With AP testing beginning this week, students across the world are busy cramming for their exam and doing any last minute studying that they can. Some students might even sacrifice their hours of sleep in exchange for more time studying. Does this method of studying truly work though? Or, inversely, does getting more sleep allow one to think better during an exam?
There are a multitude of studies that worked to find an answer to these questions but they all boiled down to this: Better sleep means better scores. One such study that researched this is the Sleep Foundation. This organization found that getting poor sleep affects a person’s creativity, memory, and logical reasoning– all of which are needed in order to score well on a cumulative exam.

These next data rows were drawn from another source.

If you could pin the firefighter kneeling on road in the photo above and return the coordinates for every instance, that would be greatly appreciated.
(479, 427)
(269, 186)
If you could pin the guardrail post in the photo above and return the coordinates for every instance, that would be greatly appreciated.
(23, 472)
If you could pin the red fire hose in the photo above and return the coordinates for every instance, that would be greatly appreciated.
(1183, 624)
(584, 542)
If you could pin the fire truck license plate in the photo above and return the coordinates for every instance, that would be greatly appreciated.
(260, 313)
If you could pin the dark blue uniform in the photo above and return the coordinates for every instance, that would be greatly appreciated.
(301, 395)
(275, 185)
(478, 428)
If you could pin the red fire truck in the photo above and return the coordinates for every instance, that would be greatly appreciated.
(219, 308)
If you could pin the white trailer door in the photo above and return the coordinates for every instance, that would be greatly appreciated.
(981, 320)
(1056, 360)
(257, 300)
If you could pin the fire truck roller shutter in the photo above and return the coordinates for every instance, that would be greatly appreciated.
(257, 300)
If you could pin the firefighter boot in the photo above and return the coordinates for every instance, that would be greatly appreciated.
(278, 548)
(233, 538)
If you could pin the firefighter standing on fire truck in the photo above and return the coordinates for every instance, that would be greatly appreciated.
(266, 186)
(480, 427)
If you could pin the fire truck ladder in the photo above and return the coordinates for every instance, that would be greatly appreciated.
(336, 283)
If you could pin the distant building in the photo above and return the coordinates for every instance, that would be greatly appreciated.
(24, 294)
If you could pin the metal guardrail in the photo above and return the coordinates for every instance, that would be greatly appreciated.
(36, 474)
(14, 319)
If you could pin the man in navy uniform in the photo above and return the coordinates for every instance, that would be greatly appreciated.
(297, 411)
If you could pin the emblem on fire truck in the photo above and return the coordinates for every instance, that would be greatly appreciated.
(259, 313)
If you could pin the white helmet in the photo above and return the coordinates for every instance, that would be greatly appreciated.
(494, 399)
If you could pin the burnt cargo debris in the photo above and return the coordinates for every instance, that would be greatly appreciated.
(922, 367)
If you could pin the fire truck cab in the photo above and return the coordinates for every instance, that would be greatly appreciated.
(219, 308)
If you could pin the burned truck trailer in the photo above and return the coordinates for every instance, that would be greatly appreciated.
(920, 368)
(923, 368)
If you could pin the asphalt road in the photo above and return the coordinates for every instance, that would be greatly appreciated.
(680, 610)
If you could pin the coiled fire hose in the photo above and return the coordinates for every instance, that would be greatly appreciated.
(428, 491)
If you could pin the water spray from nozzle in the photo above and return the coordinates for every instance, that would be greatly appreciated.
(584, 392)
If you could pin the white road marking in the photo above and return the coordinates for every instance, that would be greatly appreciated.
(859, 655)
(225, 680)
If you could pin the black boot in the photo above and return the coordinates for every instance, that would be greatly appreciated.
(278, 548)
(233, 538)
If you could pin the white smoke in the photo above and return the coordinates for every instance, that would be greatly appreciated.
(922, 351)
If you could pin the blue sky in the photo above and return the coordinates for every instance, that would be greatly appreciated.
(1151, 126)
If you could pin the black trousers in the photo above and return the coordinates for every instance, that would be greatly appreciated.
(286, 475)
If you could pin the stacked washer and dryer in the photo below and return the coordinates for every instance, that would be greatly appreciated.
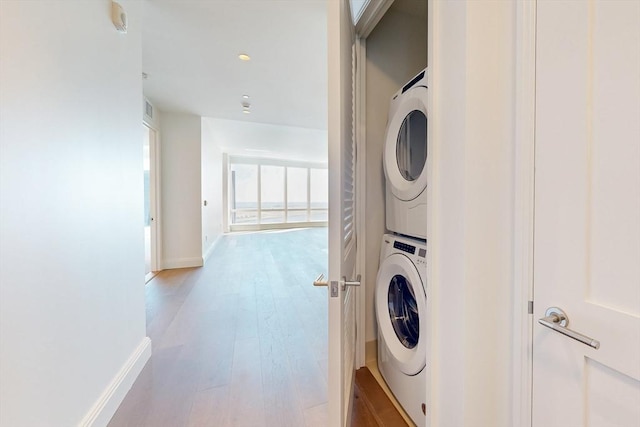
(400, 296)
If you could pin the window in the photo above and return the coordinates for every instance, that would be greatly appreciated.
(272, 194)
(319, 191)
(297, 190)
(264, 193)
(244, 194)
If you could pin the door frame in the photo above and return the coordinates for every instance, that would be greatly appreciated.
(155, 195)
(368, 18)
(524, 209)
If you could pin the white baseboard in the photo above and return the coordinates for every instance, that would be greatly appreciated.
(168, 264)
(104, 408)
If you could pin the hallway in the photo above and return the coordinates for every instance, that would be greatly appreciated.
(239, 342)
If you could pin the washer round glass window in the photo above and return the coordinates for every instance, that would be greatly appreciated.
(403, 311)
(411, 146)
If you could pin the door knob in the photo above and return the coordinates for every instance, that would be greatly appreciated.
(556, 319)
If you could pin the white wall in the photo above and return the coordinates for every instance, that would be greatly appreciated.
(181, 177)
(273, 141)
(396, 52)
(211, 188)
(72, 314)
(472, 57)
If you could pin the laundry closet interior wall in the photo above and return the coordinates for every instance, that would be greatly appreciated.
(396, 51)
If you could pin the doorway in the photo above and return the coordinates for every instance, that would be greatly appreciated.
(149, 161)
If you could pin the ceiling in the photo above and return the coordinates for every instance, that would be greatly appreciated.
(190, 54)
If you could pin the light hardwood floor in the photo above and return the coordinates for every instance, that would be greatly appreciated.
(239, 342)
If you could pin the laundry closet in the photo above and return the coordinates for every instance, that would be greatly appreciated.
(396, 54)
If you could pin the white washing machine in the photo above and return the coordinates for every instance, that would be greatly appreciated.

During an experiment where students were incentivized to get a proper 8.5 hours of sleep, the students who got the right amount of sleep scored better than their peers who stayed up late and sacrificed sleep to study.
Additionally, the USF Corporate Training and Professional Education Blog finds that sleep directly affects the mental sharpness and ability to perform mental tasks. These skills are what exams measure to find a score, so sacrificing them by getting insufficient sleep works counter-productively and can lower testing scores. By creating and sticking to a proper sleep schedule nearly a week before an exam, students can ensure that their mind is fresh and prepared for their exam.
AP testing is very important to all students who participate. These scores stay on one’s transcript from Freshman to Senior year when they are applying to possible colleges. It goes without thinking, then, that a person should do whatever they can to ensure the best odds of scoring well. With this knowledge, AP students should not only be preparing their mind with review material, but also with adequate amounts of sleep up until their testing dates.